1589 ↗(On Diff #214187)

Why std::list, and a std::list of lists?

tstellar marked an inline comment as done.Sep 13 2019, 5:38 PM
tstellar added inline comments.
llvm/lib/Target/AMDGPU/SILoadStoreOptimizer.cpp
1589 ↗(On Diff #214187)

The main reason to use lists is so I can remove items without invalidating iterators.

arsenm accepted this revision.Sep 19 2019, 5:05 PM

LGTM but I would rather avoid the list usage

This revision is now accepted and ready to land.Sep 19 2019, 5:05 PM

LGTM but I would rather avoid the list usage

What do you think would be a better alternative? The operations used iterate, emplace_back, size, and erase.

arsenm added a comment.Oct 2 2019, 4:02 PM

LGTM but I would rather avoid the list usage

What do you think would be a better alternative? The operations used iterate, emplace_back, size, and erase.

ok

This revision was automatically updated to reflect the committed changes.

Thank you for doing this, it seems quite useful. As a follow-up to this change, do you think it makes sense to refactor CombineInfo a bit? We have a list of mergeable instructions, but the CombineInfo structure also has fields for a second instruction, which are only for temporary use, which is a bit odd.

foad added a subscriber: foad.EditedNov 28 2019, 7:54 AM

Hi @tstellar, I'm looking into a case where this patch slowed down a shader by 10%. Before I go too far, was this patch supposed to change the behaviour at all, or was it supposed to be purely a compile time improvement?

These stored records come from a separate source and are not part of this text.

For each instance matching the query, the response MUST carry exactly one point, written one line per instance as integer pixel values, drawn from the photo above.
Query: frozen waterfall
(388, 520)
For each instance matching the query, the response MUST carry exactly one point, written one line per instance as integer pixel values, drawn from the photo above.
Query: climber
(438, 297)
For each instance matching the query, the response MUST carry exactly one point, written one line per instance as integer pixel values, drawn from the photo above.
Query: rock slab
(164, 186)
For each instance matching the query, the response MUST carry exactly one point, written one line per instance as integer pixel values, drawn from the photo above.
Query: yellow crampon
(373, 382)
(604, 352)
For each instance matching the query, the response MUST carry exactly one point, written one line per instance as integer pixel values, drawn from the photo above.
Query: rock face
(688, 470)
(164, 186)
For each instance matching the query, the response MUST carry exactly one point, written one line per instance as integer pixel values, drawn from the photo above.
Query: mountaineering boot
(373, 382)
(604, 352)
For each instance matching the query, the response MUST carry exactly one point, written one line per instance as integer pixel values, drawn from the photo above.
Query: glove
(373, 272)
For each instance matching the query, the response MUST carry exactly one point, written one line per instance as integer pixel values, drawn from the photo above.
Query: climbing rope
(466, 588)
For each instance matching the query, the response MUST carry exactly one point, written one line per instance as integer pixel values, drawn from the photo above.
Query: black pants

In the case I'm looking at it seems to do the same amount of load merging as before, but the merged loads are inserted at different places in the basic block.

Hi @tstellar, I'm looking into a case where this patch slowed down a shader by 10%. Before I go too far, was this patch supposed to change the behaviour at all, or was it supposed to be purely a compile time improvement?

The intention was to not change the behavior at all.

In the case I'm looking at it seems to do the same amount of load merging as before, but the merged loads are inserted at different places in the basic block.

Do you have a MIR or .ll dump of the shader I could look at ? Also, does https://reviews.llvm.org/D65966 help?

foad added a comment.EditedDec 3 2019, 3:36 AM

Hi @tstellar, I'm looking into a case where this patch slowed down a shader by 10%. Before I go too far, was this patch supposed to change the behaviour at all, or was it supposed to be purely a compile time improvement?

The intention was to not change the behavior at all.

In the case I'm looking at it seems to do the same amount of load merging as before, but the merged loads are inserted at different places in the basic block.

Do you have a MIR or .ll dump of the shader I could look at ? Also, does https://reviews.llvm.org/D65966 help?

P8173 is a MIR test case. See the RUN line for how to run it. I see significant differences in the placing of the merged BUFFER_LOAD instructions with/without D65961 (or before/after it was committed).

I tried applying D65966 on top of rGe6f51713054f but it made no difference to the output.

Hi @tstellar, I'm looking into a case where this patch slowed down a shader by 10%. Before I go too far, was this patch supposed to change the behaviour at all, or was it supposed to be purely a compile time improvement?

The intention was to not change the behavior at all.

In the case I'm looking at it seems to do the same amount of load merging as before, but the merged loads are inserted at different places in the basic block.

Do you have a MIR or .ll dump of the shader I could look at ? Also, does https://reviews.llvm.org/D65966 help?

P8173 is a MIR test case. See the RUN line for how to run it. I see significant differences in the placing of the merged BUFFER_LOAD instructions with/without D65961 (or before/after it was committed).

I tried applying D65966 on top of rGe6f51713054f but it made no difference to the output.

You need to apply it on top of 3a8d80944b7766449e2c8784a8fb30d19a2ba16c or newer for it to have an impact. When I do that, D65966 does help improve the merging.